Hometown: Bloomingdale, Ill., a Chicago suburb
Current home: Philadelphia
Known for: A HotHouse company member at the Wilma Theater and adjunct acting professor at Temple University, Smiling recently appeared in Metamorphoses at Arden Theatre Company, Hamlet at the Wilma, Othello at Milwaukee Rep, and most recently Tom Stoppard’s The Hard Problem.
What’s next: Peter and the Starcatcher at Walnut Street Theatre March 15–May 1.
What makes him special: “The first time I saw Lindsay onstage, I froze,” says Jacqueline Goldfinger, playwright and founder of the Foundry in Philadelphia, with whom Smiling is developing a new play called Fresh. “His performances are arresting; they cling to you and refuse to let go until you deal with his characters and their struggles. However, his performances also weave themselves beautifully into the texture of the piece. They stand out, not because he is doing something outside of the character, but because he so lives the depth and complexity of the character that each note of his performance falls with resonance and exactitude.” Blanka Zizka, who has directed Smiling is numerous Wilma productions, says “he is a wonderful and wise actor and person; he is always present, and ready to work, experiment, dig deeper, dare to fail or gain, and start again.”
Why theatre: Smiling says he didn’t start acting until he took a class at the College of DuPage, a community college outside of Chicago, and it wasn’t until he was wrapping up his B.A. at Illinois State University that he took it seriously as a profession. “As I was entering college, I thought my career would revolve around math or science, which were my best subjects and usually came quite easy to me,” Smiling recalls. But he found performing irresistible: “There is something intangible and unsolvable about acting that keeps challenging my sensibilities.”
Profession: Animator, performer, director
Hometown: Redwood City, Calif.
Current home: Los Angeles
Known for: In addition to work created by her multimedia company Cloud Eye Control, Matreyek’s solo projects include Infinitely Yours, This World Made Itself, and Myth and Infrastructure. Her show Meta.Morph recently appeared at the New Strands Festival of American Conservatory Theater in San Francisco. She is the 2016 Sherwood Award recipient.
What’s Next: A new media arts festival in Trondheim, Norway; Climakaze in Miami, a festival and artist retreat focused on climate change. She is also part of a new piece commissioned by A.C.T. in collaboration with Byron Au Young and Christopher Chen.
What makes her special: Center Theatre Group associate artistic director Diane Rodriguez, who worked with Matreyek on Rude Mechs’s I’ve Never Been So Happy, called her “a one-of-a-kind artist who brings her own personal world into view through her animation,” which is “deep and filled with movement and color.” Says Beatrice Basso, director of new work at A.C.T., “When I think of Miwa’s world I see butterflies becoming cups of coffee becoming a forest. There is a flow between the minuscule and the infinite that is very playful and deeply moving.”

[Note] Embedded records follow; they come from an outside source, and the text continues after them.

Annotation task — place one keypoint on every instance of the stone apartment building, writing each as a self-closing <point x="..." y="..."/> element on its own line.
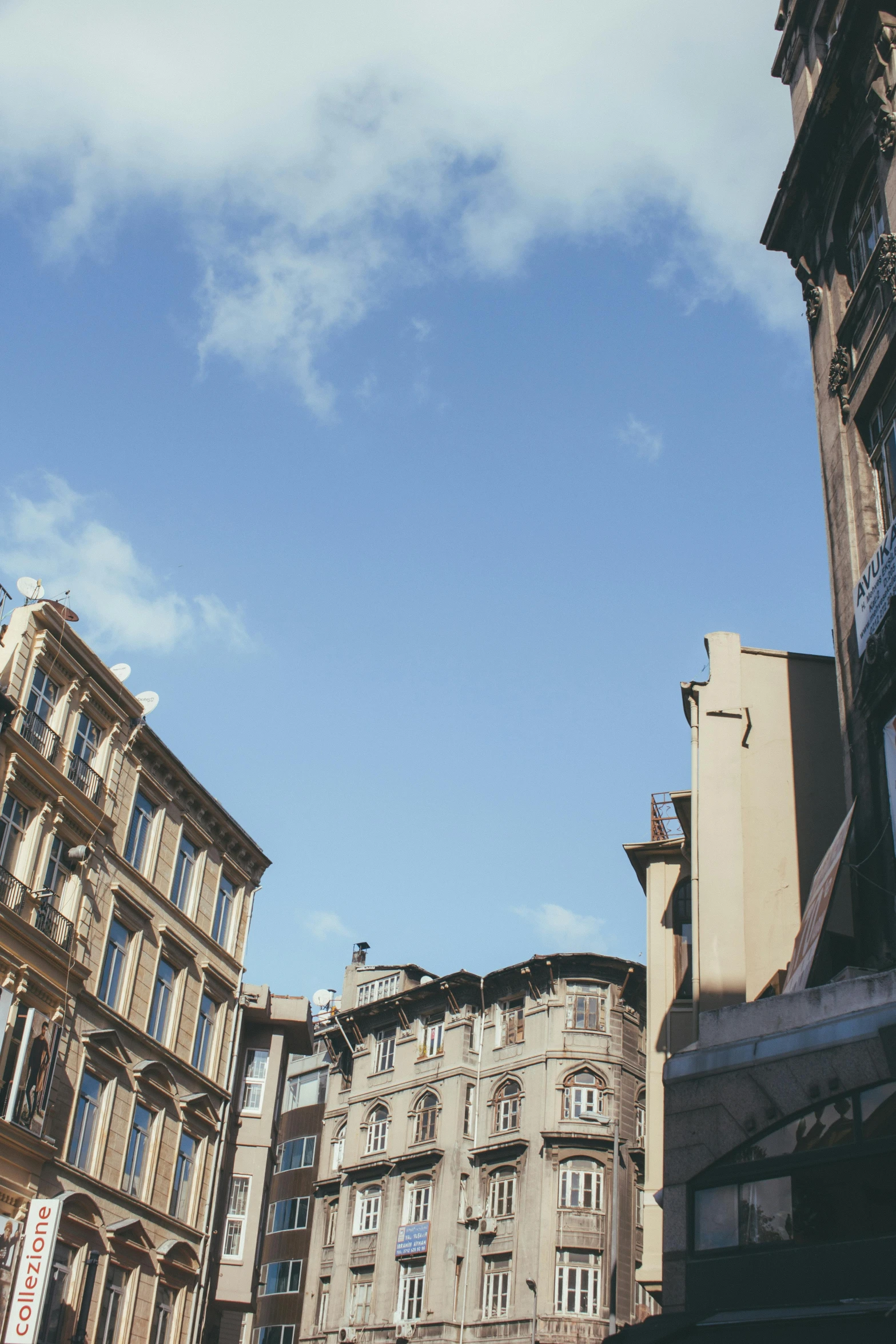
<point x="125" y="900"/>
<point x="467" y="1182"/>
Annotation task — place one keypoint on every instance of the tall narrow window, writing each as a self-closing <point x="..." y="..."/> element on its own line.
<point x="205" y="1030"/>
<point x="183" y="1178"/>
<point x="163" y="991"/>
<point x="136" y="1155"/>
<point x="110" y="1310"/>
<point x="139" y="831"/>
<point x="254" y="1080"/>
<point x="236" y="1225"/>
<point x="85" y="1122"/>
<point x="113" y="964"/>
<point x="185" y="866"/>
<point x="224" y="906"/>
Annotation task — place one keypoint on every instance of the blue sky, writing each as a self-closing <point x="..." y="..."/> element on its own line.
<point x="409" y="441"/>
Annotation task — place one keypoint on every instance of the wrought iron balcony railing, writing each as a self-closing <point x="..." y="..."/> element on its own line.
<point x="85" y="778"/>
<point x="41" y="737"/>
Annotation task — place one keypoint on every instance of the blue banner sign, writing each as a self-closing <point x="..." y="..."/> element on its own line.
<point x="413" y="1239"/>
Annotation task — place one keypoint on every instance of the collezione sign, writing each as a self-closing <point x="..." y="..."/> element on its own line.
<point x="35" y="1268"/>
<point x="876" y="585"/>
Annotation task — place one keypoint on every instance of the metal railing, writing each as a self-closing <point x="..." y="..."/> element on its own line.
<point x="85" y="778"/>
<point x="55" y="927"/>
<point x="41" y="735"/>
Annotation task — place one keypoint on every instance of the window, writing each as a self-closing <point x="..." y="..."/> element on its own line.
<point x="205" y="1030"/>
<point x="503" y="1192"/>
<point x="185" y="866"/>
<point x="496" y="1285"/>
<point x="418" y="1202"/>
<point x="254" y="1080"/>
<point x="585" y="1099"/>
<point x="110" y="1308"/>
<point x="162" y="993"/>
<point x="428" y="1109"/>
<point x="586" y="1008"/>
<point x="183" y="1178"/>
<point x="306" y="1091"/>
<point x="163" y="1315"/>
<point x="507" y="1107"/>
<point x="294" y="1152"/>
<point x="375" y="989"/>
<point x="224" y="906"/>
<point x="433" y="1037"/>
<point x="85" y="1123"/>
<point x="339" y="1148"/>
<point x="376" y="1131"/>
<point x="136" y="1154"/>
<point x="113" y="964"/>
<point x="581" y="1183"/>
<point x="512" y="1022"/>
<point x="360" y="1295"/>
<point x="236" y="1225"/>
<point x="280" y="1277"/>
<point x="332" y="1218"/>
<point x="866" y="226"/>
<point x="468" y="1109"/>
<point x="139" y="831"/>
<point x="683" y="939"/>
<point x="578" y="1287"/>
<point x="385" y="1050"/>
<point x="410" y="1300"/>
<point x="14" y="822"/>
<point x="367" y="1210"/>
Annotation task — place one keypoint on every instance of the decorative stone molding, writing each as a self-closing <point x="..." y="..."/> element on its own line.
<point x="837" y="379"/>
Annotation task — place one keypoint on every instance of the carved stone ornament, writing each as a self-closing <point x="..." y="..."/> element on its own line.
<point x="837" y="379"/>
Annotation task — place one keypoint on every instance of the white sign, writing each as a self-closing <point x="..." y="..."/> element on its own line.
<point x="875" y="588"/>
<point x="35" y="1268"/>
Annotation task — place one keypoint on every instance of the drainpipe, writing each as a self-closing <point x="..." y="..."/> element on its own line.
<point x="476" y="1135"/>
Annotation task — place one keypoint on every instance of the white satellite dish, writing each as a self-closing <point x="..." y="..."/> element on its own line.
<point x="30" y="589"/>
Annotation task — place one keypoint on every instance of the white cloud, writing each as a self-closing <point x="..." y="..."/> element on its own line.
<point x="325" y="924"/>
<point x="564" y="931"/>
<point x="318" y="155"/>
<point x="120" y="602"/>
<point x="644" y="441"/>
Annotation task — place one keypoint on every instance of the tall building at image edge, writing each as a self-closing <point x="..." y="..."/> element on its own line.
<point x="125" y="900"/>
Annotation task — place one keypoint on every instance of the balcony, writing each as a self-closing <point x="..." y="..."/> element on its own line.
<point x="42" y="738"/>
<point x="85" y="778"/>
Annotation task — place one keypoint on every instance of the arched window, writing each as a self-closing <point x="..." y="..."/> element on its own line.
<point x="503" y="1192"/>
<point x="339" y="1148"/>
<point x="682" y="929"/>
<point x="585" y="1097"/>
<point x="376" y="1131"/>
<point x="581" y="1183"/>
<point x="428" y="1109"/>
<point x="507" y="1107"/>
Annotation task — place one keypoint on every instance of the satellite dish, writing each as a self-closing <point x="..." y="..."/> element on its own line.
<point x="30" y="589"/>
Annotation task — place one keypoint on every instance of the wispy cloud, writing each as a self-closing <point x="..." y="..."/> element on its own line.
<point x="318" y="158"/>
<point x="644" y="441"/>
<point x="325" y="924"/>
<point x="563" y="931"/>
<point x="121" y="602"/>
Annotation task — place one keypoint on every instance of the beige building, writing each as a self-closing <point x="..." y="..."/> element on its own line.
<point x="125" y="898"/>
<point x="468" y="1155"/>
<point x="731" y="861"/>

What animation, video, and projection design can do: “What I am interested in is transformation,” says Matreyek, “in the space between cinematic and theatrical, illusion and construction, fantastical and physical, suspension of disbelief and belief. In my own work, I am looking for ways to viscerally and emotionally bring the audience along on the journey through the vessel of my shadow silhouette through dreamscapes and nightmarish moments.”
Hometown: Santa Cruz, Calif.
Current home: Ridgewood, Queens
Known for: Recently named artistic director of Chicago’s American Theater Company, Davis earlier received a Helen Hayes Award for directing Andrew Hinderaker’s Colossal at Olney Theatre Center in 2014 (the same production played at Mixed Blood Theater in Minneapolis); directed Jaclyn Backhaus’s Men on Boats at Clubbed Thumb in NYC in 2015, with a cast of “women and folks otherwise defined.”
What’s next: Evita at Olney (June 23–July 24), which he says will be his “first foray into the musical theatre canon”; a return engagement of Men on Boats at Playwrights Horizons July 19–Aug. 14.
What makes him special: Jennifer Eve Thorn, associate artistic director of the Moxie Theatre in San Diego, Calif., says that Davis’s “gift for storytelling and working with actors is rare and precious,” citing his direction of Orange Julius at Moxie. Wendy C. Goldberg, artistic director of the National Playwrights Conference at the Eugene O’Neill Theater Center in Waterford, Conn., attributes an essay by Davis about the lack of professional development for directors as her inspiration to create the National Directors Fellowship. Says Freddie Ashley, artistic director of Actor’s Express in Atlanta, “I love the way he thinks about theatre and how elegantly he crystalizes big, expansive ideas.”
The steps he took: Davis studied ballet in college until he was “cut from my program for apparently not being very good.” But movement still informs his work. “Putting the body in dialogue with the spoken word is how I think about my work as a director,” he says. “I am interested in projects that are physically adventurous, and feel like they are just outside the realm of what is possible onstage. When I get stuck in rehearsal, I ask myself, ‘What would Pina Bausch do?’”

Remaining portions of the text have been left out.